The Artist Whose Oct. 7 Series ‘Attracts Fire’
It was just 10 days after the Oct. 7 attack in Israel when the artist Zoya Cherkassky posted a drawing on her Instagram account. The drawing, “7 Oct. 2023,” depicts three generations of a family seemingly in hiding, the mother covering her baby’s mouth to keep it quiet; all stare desperately at the viewer, their horror unmasked.
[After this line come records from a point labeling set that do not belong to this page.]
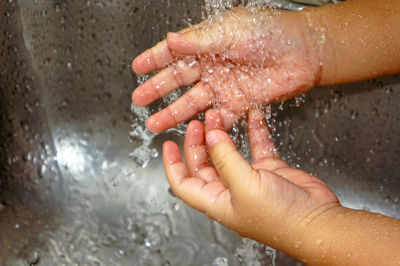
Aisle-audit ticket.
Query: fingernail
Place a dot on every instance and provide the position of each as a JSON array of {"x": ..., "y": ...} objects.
[{"x": 213, "y": 138}]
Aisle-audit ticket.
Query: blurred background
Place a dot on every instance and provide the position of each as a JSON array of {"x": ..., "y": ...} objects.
[{"x": 81, "y": 181}]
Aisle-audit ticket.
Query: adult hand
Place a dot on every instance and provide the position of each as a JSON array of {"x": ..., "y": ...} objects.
[
  {"x": 267, "y": 200},
  {"x": 243, "y": 58}
]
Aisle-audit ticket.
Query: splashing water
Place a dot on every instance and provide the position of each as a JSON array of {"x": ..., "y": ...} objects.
[{"x": 215, "y": 69}]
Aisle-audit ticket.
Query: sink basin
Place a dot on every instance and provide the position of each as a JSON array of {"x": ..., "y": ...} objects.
[{"x": 70, "y": 191}]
Above them a solitary lightbulb emits jagged illumination — a direct quotation from Picasso’s “Guernica,” the totemic Modernist depiction of war’s horrors.
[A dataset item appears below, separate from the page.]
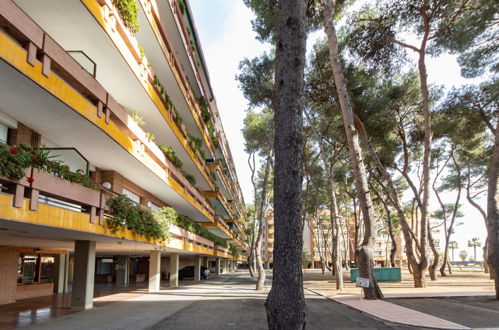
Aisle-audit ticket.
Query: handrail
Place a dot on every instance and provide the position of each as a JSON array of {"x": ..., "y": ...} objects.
[{"x": 56, "y": 60}]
Shocked and terrified, like other Israelis, by Hamas’s early-morning attack, in which Israeli officials say militants killed around 1,200 people and kidnapped approximately 240, Cherkassky left Israel and flew to Munich with her daughter, Vera, 8, the next day. (Cherkassky’s husband stayed behind.) From Munich they traveled to Berlin, where she once lived and has family.
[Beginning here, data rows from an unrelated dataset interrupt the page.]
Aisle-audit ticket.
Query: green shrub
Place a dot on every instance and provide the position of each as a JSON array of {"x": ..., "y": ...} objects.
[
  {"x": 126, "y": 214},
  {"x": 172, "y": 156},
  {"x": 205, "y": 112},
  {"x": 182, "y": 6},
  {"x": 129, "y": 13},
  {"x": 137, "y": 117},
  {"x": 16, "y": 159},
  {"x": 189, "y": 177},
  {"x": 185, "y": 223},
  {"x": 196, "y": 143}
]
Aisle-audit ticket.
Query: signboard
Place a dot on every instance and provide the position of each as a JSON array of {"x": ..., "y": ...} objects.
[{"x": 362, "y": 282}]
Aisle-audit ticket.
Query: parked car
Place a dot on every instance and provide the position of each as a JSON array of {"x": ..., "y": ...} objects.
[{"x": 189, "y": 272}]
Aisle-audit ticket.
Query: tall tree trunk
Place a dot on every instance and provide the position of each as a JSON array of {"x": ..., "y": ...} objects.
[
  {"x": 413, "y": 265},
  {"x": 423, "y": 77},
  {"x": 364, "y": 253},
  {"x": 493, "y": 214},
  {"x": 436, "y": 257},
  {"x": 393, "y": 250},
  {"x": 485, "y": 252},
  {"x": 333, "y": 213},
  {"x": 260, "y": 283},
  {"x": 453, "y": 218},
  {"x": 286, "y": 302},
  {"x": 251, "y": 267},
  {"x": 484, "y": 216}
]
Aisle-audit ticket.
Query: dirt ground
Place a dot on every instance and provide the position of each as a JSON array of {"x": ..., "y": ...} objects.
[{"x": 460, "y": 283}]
Then Cherkassky, who tends not to leave her home near Tel Aviv without colored pencils, began to draw.
“The same thing happened when the war in Ukraine started,” the Kyiv-born Jewish artist, 47, said in a recent interview. “When everything has changed and you don’t understand what’s going on, being able to draw — it’s something that gives me a feeling that I’m still who I used to be.”
After that first drawing, 11 more quickly followed before she returned to Israel. By Dec. 15 — in art-museum terms, the life span of a fly — an installation of her series, “7 October 2023,” debuted in a small gallery at the Jewish Museum in Manhattan, where it is on view through March 18.